サワーはお水にお酢を溶かして、そこに漂白後一回濯いだものを漬ければOKだよ。
液体タイプの酸素系漂白剤はオキシフルのようなものと思ってください。
これは温度に関係なくドンドン分解して効果を発揮するけど、やはりある程度の温度があると早いよ。
温度を加えられない場合は、漂白剤を溶かしたお湯(水)に一滴二滴のアンモニア水を加えてから漂白を行うと短時間で効果が現れるよ。

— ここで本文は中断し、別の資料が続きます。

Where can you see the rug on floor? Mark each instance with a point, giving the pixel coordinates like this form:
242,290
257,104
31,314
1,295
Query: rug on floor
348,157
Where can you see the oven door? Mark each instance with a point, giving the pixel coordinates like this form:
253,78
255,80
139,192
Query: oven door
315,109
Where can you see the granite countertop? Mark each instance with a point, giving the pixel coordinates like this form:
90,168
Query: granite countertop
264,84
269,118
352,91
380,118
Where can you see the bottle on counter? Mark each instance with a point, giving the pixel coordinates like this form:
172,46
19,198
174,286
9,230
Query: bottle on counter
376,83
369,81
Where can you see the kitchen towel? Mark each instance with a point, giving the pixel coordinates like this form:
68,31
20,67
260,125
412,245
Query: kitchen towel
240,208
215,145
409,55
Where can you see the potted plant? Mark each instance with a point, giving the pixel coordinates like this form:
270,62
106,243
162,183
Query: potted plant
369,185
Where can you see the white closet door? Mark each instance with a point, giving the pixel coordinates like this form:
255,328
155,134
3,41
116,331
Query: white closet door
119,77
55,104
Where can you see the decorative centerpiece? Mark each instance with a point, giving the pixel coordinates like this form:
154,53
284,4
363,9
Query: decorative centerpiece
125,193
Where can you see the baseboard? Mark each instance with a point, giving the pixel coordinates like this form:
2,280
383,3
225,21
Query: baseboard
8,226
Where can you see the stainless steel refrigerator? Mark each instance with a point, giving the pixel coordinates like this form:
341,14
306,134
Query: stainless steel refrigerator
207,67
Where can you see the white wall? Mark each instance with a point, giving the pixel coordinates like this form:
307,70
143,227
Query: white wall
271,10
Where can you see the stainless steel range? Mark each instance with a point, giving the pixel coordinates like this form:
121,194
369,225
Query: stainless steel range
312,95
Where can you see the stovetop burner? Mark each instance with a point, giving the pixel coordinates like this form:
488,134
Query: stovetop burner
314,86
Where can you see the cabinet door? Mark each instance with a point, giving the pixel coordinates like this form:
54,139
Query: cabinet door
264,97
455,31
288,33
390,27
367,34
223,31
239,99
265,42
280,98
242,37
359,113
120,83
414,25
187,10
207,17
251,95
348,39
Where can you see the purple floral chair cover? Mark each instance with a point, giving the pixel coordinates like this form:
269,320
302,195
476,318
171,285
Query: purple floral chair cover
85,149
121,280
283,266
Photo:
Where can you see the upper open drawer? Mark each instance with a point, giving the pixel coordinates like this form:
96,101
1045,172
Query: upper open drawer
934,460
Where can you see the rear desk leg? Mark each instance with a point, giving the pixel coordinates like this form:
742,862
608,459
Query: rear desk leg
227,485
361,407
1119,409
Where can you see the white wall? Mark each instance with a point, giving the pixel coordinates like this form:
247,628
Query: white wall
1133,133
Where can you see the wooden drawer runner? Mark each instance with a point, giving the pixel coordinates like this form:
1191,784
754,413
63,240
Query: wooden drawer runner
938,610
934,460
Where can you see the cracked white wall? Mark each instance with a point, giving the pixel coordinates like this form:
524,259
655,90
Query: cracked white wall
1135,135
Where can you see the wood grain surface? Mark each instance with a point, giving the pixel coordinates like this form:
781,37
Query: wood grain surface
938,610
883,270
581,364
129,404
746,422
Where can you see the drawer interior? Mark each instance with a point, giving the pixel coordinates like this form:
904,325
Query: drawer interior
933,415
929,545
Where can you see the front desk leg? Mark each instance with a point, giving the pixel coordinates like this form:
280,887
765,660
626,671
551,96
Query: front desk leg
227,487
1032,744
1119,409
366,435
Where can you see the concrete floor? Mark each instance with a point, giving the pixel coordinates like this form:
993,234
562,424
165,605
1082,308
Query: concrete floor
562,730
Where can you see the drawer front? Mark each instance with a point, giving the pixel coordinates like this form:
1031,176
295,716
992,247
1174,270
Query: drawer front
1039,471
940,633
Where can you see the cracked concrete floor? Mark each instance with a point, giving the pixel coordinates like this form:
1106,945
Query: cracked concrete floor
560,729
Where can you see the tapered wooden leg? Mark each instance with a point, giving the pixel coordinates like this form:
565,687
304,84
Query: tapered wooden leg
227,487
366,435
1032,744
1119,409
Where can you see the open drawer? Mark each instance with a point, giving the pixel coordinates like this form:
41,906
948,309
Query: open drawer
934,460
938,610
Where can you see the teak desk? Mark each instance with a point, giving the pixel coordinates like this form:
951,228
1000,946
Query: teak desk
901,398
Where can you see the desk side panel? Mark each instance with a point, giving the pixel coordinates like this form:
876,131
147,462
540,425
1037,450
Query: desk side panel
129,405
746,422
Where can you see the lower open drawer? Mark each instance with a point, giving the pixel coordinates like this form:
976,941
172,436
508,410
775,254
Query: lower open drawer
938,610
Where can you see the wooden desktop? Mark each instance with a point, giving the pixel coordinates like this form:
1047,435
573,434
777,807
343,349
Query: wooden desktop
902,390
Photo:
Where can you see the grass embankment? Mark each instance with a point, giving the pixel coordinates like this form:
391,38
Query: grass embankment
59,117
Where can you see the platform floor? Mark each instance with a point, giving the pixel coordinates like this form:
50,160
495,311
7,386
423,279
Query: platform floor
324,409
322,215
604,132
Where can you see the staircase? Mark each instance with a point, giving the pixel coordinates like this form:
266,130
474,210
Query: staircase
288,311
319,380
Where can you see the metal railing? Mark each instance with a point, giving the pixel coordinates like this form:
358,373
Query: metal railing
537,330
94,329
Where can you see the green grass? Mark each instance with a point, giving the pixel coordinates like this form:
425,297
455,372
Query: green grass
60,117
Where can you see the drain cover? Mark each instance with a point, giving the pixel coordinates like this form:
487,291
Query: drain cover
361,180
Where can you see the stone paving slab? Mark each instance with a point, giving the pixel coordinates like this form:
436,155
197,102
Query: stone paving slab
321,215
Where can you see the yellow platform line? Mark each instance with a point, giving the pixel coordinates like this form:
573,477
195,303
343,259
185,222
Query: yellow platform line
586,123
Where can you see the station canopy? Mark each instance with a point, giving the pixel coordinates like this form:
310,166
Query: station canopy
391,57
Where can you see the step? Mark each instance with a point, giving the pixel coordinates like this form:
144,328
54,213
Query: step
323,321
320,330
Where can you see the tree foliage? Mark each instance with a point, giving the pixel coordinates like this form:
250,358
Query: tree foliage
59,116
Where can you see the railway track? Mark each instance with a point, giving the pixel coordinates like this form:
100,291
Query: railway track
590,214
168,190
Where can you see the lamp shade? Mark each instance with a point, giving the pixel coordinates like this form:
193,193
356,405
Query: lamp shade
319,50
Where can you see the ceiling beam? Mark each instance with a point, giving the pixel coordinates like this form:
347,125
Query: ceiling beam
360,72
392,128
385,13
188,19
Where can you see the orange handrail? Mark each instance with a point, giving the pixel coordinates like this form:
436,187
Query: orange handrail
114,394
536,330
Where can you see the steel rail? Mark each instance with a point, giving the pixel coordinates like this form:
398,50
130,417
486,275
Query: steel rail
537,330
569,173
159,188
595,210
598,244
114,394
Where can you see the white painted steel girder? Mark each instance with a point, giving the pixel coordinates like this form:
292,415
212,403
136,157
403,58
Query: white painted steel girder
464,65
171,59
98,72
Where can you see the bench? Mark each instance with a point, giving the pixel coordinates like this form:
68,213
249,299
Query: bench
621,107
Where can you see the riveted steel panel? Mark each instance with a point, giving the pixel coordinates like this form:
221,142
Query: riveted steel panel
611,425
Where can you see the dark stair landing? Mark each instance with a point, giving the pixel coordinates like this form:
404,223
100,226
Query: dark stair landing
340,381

白物専用の漂白剤は『塩素系漂白剤』が良く使用されます。
これは低温でも効果を発揮するタイプで、酸素系漂白剤と混ぜると有毒な塩素ガスを発生することから「混ぜるな危険」 と表示されています。
高温で使用すると繊維を傷めることもあるから注意しよう。
殺菌効果は酸素系漂白剤より強いから台所用などもこの手が使用されているよね。
塩素はすすいでも残留しやすいから、ほんとはすすぎでハイポ(水の塩素抜き剤) を使用する方が良いんだけどね。

もう一つあんまり使用されないけどあると便利な漂白剤がハイドロサルファイト。
これは酸素系や塩素系などの酸化漂白ではなく、 還元漂白とよばれる漂白方法で鉄サビの除去や塩素漂白で黄色くなってしまった場合に効果があります。
これも漂白力が結構強いので白いもの用と思っててください。